Depressione post partum
vedere la sezione dedicata alle problematiche più frequenti.
Qualche accenno sulla depressione nel bambino
La depressione in un bambino può manifestarsi in modo simile a quella di un adulto in certi tratti, ma può anche esprimersi sotto forma di rabbia, di aggressività, di problemi nel comportamento. La cura nel caso di un bambino non può prescindere da un lavoro psicologico con i suoi genitori sia per la naturale dipendenza di un bambino dal suo contesto familiare, sia per l’importanza di comprendere quanto quel bambino stia facendosi portavoce di un malessere e di una sofferenza familiare.

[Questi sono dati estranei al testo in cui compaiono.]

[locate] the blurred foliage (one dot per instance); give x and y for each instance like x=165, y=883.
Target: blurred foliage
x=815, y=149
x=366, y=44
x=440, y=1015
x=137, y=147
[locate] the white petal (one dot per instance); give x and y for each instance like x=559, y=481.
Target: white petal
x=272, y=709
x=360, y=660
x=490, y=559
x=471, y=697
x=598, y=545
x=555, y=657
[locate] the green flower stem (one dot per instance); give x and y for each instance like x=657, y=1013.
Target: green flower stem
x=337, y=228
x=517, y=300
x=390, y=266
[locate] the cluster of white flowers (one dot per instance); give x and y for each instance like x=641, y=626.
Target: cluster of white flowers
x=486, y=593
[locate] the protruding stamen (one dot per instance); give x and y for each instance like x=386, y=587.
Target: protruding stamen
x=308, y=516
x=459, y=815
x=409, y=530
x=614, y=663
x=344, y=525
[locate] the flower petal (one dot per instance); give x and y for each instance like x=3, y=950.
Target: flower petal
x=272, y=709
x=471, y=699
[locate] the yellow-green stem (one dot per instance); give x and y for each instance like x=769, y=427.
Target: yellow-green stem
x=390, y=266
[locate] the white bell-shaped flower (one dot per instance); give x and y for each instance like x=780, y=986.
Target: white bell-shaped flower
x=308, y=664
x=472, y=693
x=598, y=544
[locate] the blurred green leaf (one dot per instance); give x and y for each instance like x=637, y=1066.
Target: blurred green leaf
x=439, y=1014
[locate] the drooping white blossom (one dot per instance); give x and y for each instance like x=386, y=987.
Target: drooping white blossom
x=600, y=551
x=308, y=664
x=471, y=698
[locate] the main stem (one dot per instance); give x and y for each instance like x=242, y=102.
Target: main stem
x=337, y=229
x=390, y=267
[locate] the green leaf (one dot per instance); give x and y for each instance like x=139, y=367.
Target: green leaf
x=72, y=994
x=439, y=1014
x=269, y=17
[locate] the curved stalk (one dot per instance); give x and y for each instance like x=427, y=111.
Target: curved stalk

Qualche accenno sulla depressione nell’adolescente
Nell’adolescente stati d’animo depressivi di breve durata possono essere anche connaturati alla fase di vita, nel senso che in quel periodo dell’esistenza si affrontano di per sé alcuni “lutti” specifici: rispetto al proprio corpo di bambino; rispetto alla propria infanzia; rispetto all’onnipotenza attribuita ai propri genitori nell’infanzia. Allo stesso tempo l’adolescente si confronta man mano con i limiti propri, con quelli posti dalla realtà circostante, con quelli posti dai genitori. Tuttavia a volte stati depressivi naturali e passeggeri diventano invece persistenti o si acuiscono. In particolare ci sono ragazzi che, per la propria storia familiare o per i traumi che possono aver subito, sono meno equipaggiati per tollerare e affrontare le difficoltà di fronte a cui man mano vengono a trovarsi. Tendono allora a isolarsi, a chiudersi di fronte all’insuccesso, o anche al ridimensionamento delle proprie aspettative, vivendo una delusione profonda ed uno schiacciante senso di fallimento. Può comparire un senso di vuoto. L’arresto nel progetto di vita va allora rapidamente affrontato anche per impedire che lo scarto tra sé e i coetanei, che nel frattempo proseguono i loro percorsi di vita, divenga un solco troppo profondo da colmare.